Francesco e le sue figlie hanno mancato per anni l’appuntamento con il giorno della Festa, distratti da una quotidianità vissuta ormai lontano da Torre, ma quest’anno ci sono stati. Come tanti che sabato 22 ottobre hanno sfilato lungo il Corso, proprio come accadeva finanche quando altrove imperava la contestazione giovanile. Stavolta è stato impossibile resistere alla tentazione: il dettaglio che il calendario abbia fatto coincidere il 22 ottobre con il fine settimana ha incrementato le presenze. 

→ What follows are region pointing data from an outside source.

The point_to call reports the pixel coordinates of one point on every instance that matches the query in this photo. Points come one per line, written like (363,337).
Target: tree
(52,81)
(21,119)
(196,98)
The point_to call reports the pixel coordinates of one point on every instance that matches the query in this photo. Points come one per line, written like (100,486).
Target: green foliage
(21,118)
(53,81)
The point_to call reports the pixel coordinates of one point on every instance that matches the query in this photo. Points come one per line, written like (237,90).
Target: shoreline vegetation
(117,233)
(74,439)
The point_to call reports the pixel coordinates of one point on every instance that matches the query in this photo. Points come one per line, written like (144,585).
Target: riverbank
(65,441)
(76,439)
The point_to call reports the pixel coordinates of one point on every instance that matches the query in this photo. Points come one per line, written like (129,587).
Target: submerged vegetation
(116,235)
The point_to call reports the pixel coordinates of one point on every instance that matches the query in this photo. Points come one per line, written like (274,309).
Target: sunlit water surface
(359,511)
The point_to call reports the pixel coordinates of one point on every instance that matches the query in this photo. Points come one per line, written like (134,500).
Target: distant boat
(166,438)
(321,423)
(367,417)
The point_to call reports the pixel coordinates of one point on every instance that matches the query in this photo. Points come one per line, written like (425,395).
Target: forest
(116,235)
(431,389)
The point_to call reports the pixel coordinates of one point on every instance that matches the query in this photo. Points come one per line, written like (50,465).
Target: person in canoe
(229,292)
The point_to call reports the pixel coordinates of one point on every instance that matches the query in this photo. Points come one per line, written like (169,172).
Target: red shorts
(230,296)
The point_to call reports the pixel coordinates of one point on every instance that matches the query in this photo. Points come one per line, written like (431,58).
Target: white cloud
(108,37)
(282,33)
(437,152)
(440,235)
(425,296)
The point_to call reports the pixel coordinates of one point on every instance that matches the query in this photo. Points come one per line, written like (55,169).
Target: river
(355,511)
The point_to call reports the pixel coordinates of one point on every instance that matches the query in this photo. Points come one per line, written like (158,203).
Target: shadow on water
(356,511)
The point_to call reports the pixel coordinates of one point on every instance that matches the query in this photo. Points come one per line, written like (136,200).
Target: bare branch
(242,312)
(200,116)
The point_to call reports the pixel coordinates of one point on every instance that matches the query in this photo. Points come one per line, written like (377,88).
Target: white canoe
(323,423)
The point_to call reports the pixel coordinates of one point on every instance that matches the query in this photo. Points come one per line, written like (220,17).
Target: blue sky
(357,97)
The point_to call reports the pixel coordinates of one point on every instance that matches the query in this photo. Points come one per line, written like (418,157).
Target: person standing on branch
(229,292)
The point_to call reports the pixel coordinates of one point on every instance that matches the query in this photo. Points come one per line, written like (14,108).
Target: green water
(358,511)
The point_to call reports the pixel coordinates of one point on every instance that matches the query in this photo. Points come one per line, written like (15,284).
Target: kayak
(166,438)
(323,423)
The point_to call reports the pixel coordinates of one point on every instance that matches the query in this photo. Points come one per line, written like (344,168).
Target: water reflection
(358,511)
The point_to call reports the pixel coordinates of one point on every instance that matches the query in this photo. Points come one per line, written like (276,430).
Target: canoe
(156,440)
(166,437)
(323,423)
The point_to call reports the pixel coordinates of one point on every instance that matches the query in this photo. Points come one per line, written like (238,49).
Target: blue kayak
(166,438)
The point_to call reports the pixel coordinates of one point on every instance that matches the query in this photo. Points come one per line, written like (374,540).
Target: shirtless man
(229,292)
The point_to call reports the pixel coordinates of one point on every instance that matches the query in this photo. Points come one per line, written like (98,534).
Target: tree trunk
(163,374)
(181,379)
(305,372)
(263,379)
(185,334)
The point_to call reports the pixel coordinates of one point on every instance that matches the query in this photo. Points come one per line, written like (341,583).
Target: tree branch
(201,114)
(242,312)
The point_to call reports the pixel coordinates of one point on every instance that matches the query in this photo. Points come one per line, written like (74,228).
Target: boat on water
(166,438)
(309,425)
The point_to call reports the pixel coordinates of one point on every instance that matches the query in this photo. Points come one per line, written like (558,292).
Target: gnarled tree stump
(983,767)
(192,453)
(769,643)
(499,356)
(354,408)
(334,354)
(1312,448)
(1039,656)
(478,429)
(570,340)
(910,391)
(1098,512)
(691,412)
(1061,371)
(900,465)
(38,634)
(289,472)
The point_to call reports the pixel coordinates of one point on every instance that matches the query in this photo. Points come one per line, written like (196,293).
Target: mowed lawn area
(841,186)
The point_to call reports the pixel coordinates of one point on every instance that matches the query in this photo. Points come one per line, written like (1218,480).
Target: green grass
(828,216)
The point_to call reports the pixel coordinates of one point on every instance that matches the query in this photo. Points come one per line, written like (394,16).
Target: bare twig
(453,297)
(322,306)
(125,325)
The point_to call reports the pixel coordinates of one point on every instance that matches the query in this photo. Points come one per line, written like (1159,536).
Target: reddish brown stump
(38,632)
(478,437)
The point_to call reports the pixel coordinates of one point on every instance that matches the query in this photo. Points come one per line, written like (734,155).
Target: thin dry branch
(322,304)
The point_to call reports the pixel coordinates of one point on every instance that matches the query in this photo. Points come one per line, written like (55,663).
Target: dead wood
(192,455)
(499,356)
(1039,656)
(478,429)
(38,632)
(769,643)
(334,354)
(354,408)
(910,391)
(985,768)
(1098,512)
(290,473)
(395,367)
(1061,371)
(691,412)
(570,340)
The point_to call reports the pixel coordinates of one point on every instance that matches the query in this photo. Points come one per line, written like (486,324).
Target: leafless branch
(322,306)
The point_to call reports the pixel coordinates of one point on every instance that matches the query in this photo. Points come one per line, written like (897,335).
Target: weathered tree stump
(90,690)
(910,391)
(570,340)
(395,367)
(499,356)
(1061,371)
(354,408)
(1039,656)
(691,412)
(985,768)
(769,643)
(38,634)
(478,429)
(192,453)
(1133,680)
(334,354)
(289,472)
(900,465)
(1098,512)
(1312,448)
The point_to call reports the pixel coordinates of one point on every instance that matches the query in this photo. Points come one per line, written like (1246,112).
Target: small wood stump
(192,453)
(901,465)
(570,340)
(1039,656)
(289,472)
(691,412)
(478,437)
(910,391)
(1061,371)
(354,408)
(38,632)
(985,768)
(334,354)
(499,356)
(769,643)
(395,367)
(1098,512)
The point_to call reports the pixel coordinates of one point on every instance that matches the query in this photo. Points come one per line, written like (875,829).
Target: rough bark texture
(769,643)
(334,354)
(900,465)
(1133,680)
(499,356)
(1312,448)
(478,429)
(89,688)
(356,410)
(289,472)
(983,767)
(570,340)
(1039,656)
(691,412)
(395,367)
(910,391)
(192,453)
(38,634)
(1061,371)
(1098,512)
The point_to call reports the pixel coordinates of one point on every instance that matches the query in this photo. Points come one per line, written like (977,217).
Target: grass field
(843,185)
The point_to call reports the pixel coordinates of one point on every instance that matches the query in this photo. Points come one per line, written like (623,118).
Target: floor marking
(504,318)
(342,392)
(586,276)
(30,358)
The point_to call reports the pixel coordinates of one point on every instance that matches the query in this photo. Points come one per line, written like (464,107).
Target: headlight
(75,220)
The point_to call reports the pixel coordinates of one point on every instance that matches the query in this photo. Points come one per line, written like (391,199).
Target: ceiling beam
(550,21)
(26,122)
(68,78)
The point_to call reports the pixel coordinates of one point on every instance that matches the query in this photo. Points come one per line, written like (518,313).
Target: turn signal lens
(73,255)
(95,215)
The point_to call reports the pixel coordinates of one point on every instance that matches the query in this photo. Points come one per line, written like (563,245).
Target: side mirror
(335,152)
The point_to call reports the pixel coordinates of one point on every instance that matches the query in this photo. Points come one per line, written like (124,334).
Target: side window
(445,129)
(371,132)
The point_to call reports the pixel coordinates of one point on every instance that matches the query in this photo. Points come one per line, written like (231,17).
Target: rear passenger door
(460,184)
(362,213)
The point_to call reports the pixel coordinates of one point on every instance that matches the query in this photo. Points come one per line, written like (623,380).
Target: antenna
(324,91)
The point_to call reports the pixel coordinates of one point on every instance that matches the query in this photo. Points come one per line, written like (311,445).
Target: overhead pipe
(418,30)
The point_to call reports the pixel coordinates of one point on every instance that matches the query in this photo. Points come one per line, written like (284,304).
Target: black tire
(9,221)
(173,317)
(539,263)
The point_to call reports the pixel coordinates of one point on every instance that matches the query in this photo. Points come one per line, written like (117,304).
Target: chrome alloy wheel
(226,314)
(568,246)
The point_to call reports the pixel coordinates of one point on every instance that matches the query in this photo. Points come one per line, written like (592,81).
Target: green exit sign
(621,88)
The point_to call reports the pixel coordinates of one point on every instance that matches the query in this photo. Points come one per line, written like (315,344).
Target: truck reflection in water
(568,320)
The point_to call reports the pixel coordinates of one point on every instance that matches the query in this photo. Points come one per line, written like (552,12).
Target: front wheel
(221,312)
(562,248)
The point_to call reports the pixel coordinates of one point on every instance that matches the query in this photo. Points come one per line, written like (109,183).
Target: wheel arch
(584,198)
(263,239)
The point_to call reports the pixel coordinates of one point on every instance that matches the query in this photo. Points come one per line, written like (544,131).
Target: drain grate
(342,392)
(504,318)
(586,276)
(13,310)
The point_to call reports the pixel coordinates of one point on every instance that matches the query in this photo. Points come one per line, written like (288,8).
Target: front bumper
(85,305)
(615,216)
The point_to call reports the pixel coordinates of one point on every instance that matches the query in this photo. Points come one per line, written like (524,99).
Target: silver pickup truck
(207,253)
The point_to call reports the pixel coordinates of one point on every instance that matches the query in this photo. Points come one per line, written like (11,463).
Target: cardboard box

Essere qui, in questa data, per ogni torrese è una questione di fede laica, di appartenenza. Il quadro della Madonna della Neve è il simbolo di tutto questo, la partecipazione alla processione il segno della presenza. Non c'è, invece, chi troppo spesso parla al passato, negandosi chi-sa-perché il piacere del futuro. Quanti saremo stati? Impossibile contarsi, forse anche inutile, l’importante è stato rivedersi, riabbracciarsi, soprattutto riparlarsi. Ne abbiamo avute di cose da dirci, esperienze da raccontarci, successi, errori, buoni propositi da confessare. Ecco a che cosa serve la Festa.

E' stata l’ultima processione per il sindaco Giosuè Starita. La primavera del 2017 sarà stagione di elezioni; dopo due mandati, si cambia. Mancano pochi mesi, non è ancora tempo di bilanci, perché altre questioni che possono condizionare il domani della città sono sul tavolo e meritano tutta l’attenzione possibile. Così del voto nessuno parla ufficialmente. Le voci di candidature continuano a inseguirsi silenziosamente, senza che nessuno esca allo scoperto. Si parlerà anche di nomi in questi giorni, sarebbe stato bello se si fosse potuto parlare anche di programmi, di proposte, di progetti. Invece restiamo fermi ai pronostici, non sul vincitore, ma sui candidati.

Non mi avventuro in previsioni che al momento sarebbero comunque azzardate, non leggo nella sfera di cristallo, ma l’assenza di contendenti ufficiali è il sintomo di una confusione che non aiuta Torre Annunziata. Sarebbe utile una campagna vissuta sulle idee. Quelle servono sempre, a noi in particolar modo. 

L’esempio americano purtroppo non aiuta: se la lotta per eleggere il presidente della prima potenza mondiale propone più argomenti da gossip che temi di politica, la speranza che si possa far meglio in una competizione locale rischia di diventare solo un’illusione. Guai ad arrendersi: sarebbe l’inizio della fine.